Natural language processing (NLP) — the AI subfield dealing with machine reading comprehension — isn’t by any stretch solved, and that’s because syntactic nuances can enormously impact the meaning of a sentence or phrase. Consider the paraphrase pairs “Flights from New York to Florida” and “Flights to Florida from New York,” which convey the same thing. Even state-of-the-art algorithms fail to distinguish them from a snippet like “Flights from Florida to New York,” which has a different meaning.

Google thinks a greater diversity of data is one of the keys to solving hard NLP problems, and to this end, it’s today releasing two new corpora: Paraphrase Adversaries from Word Scrambling (PAWS) in English. Alongside PAWS, it’s making available an extension — PAWS-X — to six typologically distinct languages: French, Spanish, German, Chinese, Japanese, and Korean. Both data sets contain “well-formed” pairs of paraphrases and non-paraphrases, which Google says can improve algorithmic accuracy in capturing word order and structure from below 50% to between 85% and 89%.

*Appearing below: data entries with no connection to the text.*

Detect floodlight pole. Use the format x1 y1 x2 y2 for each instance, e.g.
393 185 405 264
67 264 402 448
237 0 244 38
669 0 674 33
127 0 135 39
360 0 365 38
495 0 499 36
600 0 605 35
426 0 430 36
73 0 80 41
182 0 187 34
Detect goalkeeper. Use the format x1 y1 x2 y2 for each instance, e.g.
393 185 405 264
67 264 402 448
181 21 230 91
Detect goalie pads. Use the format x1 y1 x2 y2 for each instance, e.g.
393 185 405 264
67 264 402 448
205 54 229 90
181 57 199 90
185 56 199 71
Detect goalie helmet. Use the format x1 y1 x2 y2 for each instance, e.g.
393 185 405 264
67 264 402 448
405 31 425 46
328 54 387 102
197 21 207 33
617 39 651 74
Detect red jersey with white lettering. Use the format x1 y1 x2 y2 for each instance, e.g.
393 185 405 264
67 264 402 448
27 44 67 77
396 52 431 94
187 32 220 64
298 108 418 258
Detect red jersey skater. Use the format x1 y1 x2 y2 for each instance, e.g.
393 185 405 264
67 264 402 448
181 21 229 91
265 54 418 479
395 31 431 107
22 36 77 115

The PAWS dataset contains 108,463 human-labeled pairs in English sourced from Quora Question Pairs (QQP) and Wikipedia pages. As for PAWS-X, it comprises 23,659 human translated PAWS evaluation pairs and 296,406 machine-translated training pairs.

“[It] is hard for machine learning models to learn [certain patterns] even if they have the capability to understand complex contextual phrasings,” wrote Google research scientist Yuan Zhang and software engineer Yinfei Yang in a blog post. “The new datasets provide an effective instrument for measuring the sensitivity of models to word order and structure.”

PAWS introduces a workflow for producing sentence pairs that share a number of words in common. To create new examples, phrases pass through a model that creates variants that might or might not be paraphrase pairs. Then, they’re judged by individual human raters for grammaticality, after which a team determines whether they’re paraphrases of each other. To avoid producing pairs that aren’t paraphrases, examples are added based on back-translation (a translation of a translated text back into the language of the original text), which helps to preserve meaning while introducing variability.

PAWS-X required hiring human interpreters to translate the development and test data sets. A machine learning model translated the training set, and humans performed tens of thousands of translations on random sample pairs for each of the aforementioned languages. A subset was validated by a second worker, resulting in a final corpus with a word-level error rate less than 5%.

To evaluate the corpora’s impact on NLP accuracy, the researchers trained multiple models on them and measured the classification accuracy. Two models — BERT and DIIN — show “remarkable” improvement compared with a baseline, with BERT’s accuracy improving from 33.5% to 83.1%.

“It is our hope that these datasets will be useful to the research community to drive further progress on multilingual models that better exploit structure, context, and pairwise comparisons,” wrote Zhang and Yang.